Estaba ahí. ¿Otra vez? Sí y no; porque nunca dejó de estar...¿y si no, porque la sentía —presentía— cuando la interminable llanura polvorienta, las almenadas murallas severas y austeras, el vuelo del águila planeando la meseta, el campo de trigos recogidos, los surcos paralelos a cada lado del sendero, el cielo azul poderoso y sin mácula, el acento tan propio de la lengua madre, y en sus sueños venía a abrazarle y despertábase con el arrullo de la tórtola enamorada, ya entonces apenas púber?

Y penetró en él, de nuevo.

Lo hizo como siempre, como todas las veces..., desde su misma niñez, cuando pedaleaba intensamente emocionado y buscaba su nombre —que inventaba— bajo los pinares, respirando el aroma salobre del Mediterráneo, contemplando boca arriba las juguetonas formas de las blancas nubes deshilachadas, liberadas de las cadenas de las lluvias de primavera y del otoño lánguido de la costa; hízolo del mismo modo, cuando el rumor del rompeolas, salpicando la vigorosa espuma con sus crestas irisadas las bravas rocas, entre las que los cangrejos y los pequeños mejillones se refugiaban; las olas que cantaban con su voz de sirena melancolica..., del mismo modo llegó esta vez, desafiando todas las distancias, las sombras que le rodeaban, el vacío de la espera de bronce.

En el tercer espacio en que se unían, con su abrazo, el beso de pétalos —a veces arrebatado de pasión ígnea, de fuego y de cuerpo transpirado, conjunto, combinado, transformado en cataratas y lava; y otras veces el calor era vegetal, de mil tonalidades verdosas, roble, cerezo, níspero, almendro de flores blanquecino-rosadas y azuladas puntas inverosímiles; convertida en pasos en la tierra matutina, bancos solitarios, farolas de opalinos resplandores, en incógnitas preguntas jamás formuladas, en fragancias deseadas e imaginadas, en susurros metafóricos y suspiros de carne y hierba: besos entrelazados, abrazados fusionados...

Y él se expandió de nuevo, rotos los candados, levantada la tapa del cofre de los sueños, poroso el cristal del espejo de las fantasías.
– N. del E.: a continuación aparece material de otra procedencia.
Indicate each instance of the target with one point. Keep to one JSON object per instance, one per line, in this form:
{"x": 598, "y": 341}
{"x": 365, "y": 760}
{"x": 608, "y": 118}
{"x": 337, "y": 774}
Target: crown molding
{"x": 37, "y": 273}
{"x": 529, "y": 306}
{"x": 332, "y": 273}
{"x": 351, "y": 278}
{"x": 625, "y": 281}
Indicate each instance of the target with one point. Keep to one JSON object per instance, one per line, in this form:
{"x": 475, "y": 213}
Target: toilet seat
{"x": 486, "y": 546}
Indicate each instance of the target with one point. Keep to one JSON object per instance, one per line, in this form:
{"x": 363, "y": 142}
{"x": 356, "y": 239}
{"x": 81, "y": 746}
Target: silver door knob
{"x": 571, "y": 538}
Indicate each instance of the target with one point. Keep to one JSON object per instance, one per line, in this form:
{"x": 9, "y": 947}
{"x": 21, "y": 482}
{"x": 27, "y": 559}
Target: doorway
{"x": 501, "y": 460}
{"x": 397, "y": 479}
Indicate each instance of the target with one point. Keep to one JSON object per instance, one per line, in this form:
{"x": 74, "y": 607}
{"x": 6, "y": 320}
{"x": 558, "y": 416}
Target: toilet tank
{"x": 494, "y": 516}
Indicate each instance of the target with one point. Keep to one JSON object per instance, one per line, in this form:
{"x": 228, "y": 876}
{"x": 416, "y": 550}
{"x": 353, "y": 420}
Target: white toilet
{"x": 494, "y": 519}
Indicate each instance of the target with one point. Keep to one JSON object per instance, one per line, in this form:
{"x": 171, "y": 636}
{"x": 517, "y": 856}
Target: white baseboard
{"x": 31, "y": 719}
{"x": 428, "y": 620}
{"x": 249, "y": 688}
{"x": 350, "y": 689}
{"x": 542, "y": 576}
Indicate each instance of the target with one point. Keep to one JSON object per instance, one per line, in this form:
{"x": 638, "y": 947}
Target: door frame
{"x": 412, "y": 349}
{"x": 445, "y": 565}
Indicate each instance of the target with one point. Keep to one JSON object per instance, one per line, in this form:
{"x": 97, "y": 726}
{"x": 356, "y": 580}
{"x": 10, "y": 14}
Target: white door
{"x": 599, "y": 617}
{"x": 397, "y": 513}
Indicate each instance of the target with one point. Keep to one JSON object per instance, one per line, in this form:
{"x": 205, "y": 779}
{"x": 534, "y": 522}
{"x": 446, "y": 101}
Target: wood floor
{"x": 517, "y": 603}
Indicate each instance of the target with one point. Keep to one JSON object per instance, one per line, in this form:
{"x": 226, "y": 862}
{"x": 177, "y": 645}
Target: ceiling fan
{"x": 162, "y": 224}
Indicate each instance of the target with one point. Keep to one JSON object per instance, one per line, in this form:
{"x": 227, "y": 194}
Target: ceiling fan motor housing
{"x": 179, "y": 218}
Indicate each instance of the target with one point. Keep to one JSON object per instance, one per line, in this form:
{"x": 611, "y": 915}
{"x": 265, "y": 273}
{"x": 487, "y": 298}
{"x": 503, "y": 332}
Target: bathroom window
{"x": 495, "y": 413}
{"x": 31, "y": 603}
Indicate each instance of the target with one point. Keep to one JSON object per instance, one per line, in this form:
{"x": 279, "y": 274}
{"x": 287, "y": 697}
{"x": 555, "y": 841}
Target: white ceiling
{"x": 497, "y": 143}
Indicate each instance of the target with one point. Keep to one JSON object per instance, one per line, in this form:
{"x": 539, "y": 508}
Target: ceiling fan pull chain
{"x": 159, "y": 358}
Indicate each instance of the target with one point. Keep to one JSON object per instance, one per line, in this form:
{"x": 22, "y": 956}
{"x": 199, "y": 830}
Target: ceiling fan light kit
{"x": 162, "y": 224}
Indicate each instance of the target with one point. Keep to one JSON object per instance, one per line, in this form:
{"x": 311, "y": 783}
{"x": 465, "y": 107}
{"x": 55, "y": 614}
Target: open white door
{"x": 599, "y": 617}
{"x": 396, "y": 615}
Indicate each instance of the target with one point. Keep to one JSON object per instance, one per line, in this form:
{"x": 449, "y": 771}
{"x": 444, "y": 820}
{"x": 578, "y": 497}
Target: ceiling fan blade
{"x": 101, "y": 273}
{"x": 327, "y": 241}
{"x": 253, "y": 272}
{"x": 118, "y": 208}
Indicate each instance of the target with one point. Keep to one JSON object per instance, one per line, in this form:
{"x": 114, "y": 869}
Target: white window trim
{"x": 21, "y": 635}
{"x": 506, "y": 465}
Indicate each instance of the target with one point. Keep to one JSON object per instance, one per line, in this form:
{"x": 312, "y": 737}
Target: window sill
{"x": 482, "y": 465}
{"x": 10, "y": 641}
Las partículas atómicas de ella se introdujeron en él, en todo su ser, burbujeates, chispas de brasas cálidas, entrelazamiento de neuronas y fluidos, baile incesante de movimientos de neutrones y protones satisfechos —al fin— al fundirse en un solo ser material e ideal, en un ser de doble género, en una integridad retadora de las reglas convencionales. Mentes rebeldes, cuerpos rebeldes en aquel tercer espacio que desconocen las sombras y los ecos alrededor del baile molecular de los dos seres estelares.